- Game Gear box art
- Developer(s): I.T.L Co., Ltd.
- Publisher(s): Sega
- Designer(s): Chuck Osieja; Jay Panek; Dana Christianson;
- Series: World Series Baseball
- Platform(s): Game Gear, Sega Genesis, 32X
- Release: Game GearNA: October 1994; GenesisNA: April 1995; 32XNA: February 1996;
- Genre(s): Sports (baseball)
- Mode(s): Single-player, multiplayer

= World Series Baseball '95 =

1994 video game

World Series Baseball '95 is a 1994 baseball video game released by Sega for the Game Gear and Sega Genesis. A version for the 32X was released in 1996 under the name World Series Baseball Starring Deion Sanders.

==Gameplay==
The game allows players to put teams involved in the 1994 Major League Baseball season in either exhibition, regular season, or playoff mode.

This video game also permits the player to create two customized teams with their choice of their favorite players (no luxury taxes unlike the modern baseball games). At the conclusion of the regular season there are awards given out for MVP, along with the Cy Young Award, the Triple Crown, amongst other awards that are dependent on regular season statistics. Also, players are selected to the All-Star Game purely based on statistics from the first half of the regular season. Unlocking a code allows a fictional team in exhibition mode.

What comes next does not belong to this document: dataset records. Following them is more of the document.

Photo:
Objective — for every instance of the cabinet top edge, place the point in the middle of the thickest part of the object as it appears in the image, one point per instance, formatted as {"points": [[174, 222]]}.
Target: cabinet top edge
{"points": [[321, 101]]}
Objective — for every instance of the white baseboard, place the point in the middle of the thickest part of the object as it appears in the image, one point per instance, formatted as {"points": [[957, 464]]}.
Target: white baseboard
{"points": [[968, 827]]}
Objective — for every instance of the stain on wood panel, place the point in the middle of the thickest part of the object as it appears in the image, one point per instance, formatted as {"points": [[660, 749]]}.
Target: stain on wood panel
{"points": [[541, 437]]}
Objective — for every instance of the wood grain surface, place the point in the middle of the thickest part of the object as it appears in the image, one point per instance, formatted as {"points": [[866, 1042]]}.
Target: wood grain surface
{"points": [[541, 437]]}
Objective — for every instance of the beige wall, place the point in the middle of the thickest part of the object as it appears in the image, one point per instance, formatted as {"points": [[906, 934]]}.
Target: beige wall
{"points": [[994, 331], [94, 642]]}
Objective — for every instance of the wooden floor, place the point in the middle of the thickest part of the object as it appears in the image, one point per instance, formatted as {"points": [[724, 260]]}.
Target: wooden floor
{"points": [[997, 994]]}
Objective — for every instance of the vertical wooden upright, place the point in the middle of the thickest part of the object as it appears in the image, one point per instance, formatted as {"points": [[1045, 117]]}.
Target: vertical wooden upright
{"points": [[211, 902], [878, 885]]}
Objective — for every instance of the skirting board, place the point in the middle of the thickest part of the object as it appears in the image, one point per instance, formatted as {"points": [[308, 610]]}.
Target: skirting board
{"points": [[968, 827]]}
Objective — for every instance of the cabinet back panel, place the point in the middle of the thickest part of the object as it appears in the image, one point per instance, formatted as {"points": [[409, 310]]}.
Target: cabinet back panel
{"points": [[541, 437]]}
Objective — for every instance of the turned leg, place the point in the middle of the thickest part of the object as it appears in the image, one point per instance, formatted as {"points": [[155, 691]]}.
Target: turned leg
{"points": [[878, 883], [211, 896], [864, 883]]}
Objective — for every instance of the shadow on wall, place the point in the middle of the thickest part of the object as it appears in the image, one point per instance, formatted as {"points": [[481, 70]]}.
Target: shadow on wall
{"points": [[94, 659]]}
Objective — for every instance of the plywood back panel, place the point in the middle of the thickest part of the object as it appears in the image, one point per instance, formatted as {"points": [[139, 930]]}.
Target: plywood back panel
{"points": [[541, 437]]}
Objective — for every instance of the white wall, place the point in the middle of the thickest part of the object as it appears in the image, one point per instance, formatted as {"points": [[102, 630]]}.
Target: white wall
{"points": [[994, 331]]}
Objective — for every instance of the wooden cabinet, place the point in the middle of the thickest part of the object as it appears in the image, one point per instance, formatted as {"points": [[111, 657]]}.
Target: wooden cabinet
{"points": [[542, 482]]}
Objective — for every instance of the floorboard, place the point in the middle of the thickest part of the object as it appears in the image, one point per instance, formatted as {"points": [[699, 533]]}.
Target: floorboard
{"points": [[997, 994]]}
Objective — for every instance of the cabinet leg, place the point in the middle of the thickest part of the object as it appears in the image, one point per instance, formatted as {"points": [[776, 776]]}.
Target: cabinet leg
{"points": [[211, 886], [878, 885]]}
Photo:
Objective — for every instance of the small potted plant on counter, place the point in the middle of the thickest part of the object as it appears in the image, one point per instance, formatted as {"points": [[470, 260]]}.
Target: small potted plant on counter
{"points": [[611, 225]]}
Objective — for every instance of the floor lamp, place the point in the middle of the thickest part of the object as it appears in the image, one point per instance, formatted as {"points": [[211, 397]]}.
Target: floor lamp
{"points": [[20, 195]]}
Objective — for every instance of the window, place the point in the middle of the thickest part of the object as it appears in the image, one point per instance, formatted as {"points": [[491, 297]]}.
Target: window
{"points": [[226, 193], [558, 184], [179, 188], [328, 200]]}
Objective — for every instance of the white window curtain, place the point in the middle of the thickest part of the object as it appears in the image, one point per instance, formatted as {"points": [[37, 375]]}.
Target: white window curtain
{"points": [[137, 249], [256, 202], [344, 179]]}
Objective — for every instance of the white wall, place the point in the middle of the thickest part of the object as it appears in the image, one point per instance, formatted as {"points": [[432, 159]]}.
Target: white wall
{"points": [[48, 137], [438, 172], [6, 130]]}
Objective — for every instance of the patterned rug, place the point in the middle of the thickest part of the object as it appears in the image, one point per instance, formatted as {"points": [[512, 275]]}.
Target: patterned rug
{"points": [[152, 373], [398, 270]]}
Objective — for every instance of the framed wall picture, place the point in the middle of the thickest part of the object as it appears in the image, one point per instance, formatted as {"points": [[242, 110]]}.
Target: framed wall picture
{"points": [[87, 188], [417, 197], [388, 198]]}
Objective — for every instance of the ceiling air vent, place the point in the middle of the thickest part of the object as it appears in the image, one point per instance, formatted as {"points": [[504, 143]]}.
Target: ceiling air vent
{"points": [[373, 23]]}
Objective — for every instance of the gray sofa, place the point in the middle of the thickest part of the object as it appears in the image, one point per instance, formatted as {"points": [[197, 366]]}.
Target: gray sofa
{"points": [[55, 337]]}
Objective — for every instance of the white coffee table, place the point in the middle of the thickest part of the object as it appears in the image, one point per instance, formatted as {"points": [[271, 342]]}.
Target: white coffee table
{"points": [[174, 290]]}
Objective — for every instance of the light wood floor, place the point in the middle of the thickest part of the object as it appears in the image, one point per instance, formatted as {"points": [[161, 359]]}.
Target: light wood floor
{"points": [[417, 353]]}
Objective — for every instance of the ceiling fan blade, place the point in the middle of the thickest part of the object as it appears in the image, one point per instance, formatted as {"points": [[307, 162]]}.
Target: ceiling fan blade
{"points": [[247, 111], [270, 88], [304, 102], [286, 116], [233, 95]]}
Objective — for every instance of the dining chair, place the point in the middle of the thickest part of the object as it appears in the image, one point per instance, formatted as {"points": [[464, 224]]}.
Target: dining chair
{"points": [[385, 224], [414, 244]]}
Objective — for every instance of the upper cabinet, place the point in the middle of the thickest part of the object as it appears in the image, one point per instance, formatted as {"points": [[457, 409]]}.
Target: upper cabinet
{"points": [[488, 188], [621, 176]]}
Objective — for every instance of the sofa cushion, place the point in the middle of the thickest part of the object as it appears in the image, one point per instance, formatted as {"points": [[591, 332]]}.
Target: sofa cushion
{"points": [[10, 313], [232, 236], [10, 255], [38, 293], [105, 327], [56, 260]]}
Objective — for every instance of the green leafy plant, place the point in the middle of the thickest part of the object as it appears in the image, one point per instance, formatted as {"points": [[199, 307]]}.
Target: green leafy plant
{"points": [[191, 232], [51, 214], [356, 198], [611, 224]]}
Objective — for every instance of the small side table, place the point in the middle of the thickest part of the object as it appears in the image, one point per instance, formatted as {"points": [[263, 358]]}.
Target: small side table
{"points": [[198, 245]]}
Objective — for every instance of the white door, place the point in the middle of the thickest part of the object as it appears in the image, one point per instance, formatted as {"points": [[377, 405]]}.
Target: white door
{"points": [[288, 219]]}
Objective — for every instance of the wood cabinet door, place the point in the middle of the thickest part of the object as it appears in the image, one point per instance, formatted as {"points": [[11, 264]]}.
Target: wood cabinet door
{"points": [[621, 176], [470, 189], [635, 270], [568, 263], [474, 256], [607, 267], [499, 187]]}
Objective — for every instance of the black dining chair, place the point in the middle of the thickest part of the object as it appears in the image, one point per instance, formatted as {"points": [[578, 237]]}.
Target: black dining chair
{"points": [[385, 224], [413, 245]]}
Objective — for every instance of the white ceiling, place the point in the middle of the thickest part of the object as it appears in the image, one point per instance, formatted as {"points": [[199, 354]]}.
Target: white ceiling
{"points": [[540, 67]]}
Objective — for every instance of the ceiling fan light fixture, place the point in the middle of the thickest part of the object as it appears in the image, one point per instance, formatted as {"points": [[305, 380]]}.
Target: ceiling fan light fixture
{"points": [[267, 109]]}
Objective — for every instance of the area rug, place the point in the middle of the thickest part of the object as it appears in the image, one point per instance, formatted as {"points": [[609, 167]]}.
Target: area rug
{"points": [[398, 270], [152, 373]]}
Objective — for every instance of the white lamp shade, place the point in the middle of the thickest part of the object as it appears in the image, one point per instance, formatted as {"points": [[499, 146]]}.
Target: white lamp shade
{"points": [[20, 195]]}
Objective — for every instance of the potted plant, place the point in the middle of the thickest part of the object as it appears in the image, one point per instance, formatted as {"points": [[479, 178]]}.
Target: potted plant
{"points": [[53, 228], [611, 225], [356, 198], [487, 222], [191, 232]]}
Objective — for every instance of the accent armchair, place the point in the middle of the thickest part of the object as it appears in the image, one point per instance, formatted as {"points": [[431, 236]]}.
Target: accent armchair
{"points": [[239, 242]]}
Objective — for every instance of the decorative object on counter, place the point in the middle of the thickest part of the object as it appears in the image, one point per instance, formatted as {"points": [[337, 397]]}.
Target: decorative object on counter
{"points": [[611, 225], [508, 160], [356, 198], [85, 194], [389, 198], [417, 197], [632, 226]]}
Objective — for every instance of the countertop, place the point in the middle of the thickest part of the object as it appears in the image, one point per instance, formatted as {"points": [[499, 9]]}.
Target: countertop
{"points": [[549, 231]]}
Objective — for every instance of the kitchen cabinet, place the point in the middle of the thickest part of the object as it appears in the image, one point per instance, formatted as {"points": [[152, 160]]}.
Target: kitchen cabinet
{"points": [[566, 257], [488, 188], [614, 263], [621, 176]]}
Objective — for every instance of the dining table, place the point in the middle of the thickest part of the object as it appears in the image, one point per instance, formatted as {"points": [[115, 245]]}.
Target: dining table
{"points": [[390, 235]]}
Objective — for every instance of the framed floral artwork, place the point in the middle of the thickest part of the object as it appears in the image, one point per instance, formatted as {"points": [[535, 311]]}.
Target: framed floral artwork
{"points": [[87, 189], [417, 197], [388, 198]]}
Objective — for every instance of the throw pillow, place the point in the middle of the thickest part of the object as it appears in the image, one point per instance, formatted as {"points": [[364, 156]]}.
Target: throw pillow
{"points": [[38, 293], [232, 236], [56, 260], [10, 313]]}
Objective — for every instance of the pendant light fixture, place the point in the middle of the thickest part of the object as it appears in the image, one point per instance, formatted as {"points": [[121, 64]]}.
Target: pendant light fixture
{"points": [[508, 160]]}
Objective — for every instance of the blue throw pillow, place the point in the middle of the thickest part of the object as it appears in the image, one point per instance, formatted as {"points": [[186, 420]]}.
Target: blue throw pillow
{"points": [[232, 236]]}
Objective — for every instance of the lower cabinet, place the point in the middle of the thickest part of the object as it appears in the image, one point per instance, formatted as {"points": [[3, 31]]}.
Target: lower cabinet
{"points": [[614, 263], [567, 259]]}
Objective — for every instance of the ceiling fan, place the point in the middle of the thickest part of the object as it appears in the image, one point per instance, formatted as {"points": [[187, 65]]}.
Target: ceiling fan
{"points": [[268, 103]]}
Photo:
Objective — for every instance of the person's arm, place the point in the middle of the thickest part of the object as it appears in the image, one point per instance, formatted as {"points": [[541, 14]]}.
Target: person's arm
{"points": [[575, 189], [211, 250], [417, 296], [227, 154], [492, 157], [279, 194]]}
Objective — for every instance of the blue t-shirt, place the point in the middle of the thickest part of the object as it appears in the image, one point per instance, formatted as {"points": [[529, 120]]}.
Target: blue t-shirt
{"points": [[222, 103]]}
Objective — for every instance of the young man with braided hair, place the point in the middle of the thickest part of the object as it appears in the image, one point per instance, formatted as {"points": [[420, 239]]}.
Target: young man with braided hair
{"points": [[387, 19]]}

The players are asked how many innings they want to play and if they need a designated hitter prior to starting the game among other options like an optional digitized voice (for all the umpire's decisions) and the way that the game is viewed (front or back).

==Reception==
World Series Baseball '95 was met with critical acclaim. Quick-Draw McGraw of GamePro applauded the Game Gear version for having "a ton of options that're usually seen only on 16-bit systems." He criticized the music and the limited vocabulary of the digitized voice, but nonetheless decreed it "one of the premiere sports games on the Game Gear." Writing for the same publication, Bacon was similarly enthusiastic about the Genesis version, citing the added modes and improved graphics over the original World Series Baseball. Electronic Gaming Monthly also gave the Genesis version a rave review, commenting that "The best baseball game of all time has been made better." Both their sports reviewers gave it a 9 out of 10. A reviewer for Next Generation similarly said that "The first WSB was the best baseball game of '94 and the '95 version looks even better." Particularly praising the comprehensive modes and content and the new multiplayer leagues, he gave it four out of five stars.

For the 32X version, Next Generation reviewed the 32X version of the game, rating it five stars out of five, and stated, "World Series '95 for the 32X isn't much better than its 16-bit counterpart, but it's easily the best baseball game available. This one won't disappoint." GamePro, however, criticized the release as being minimally improving over the Genesis version.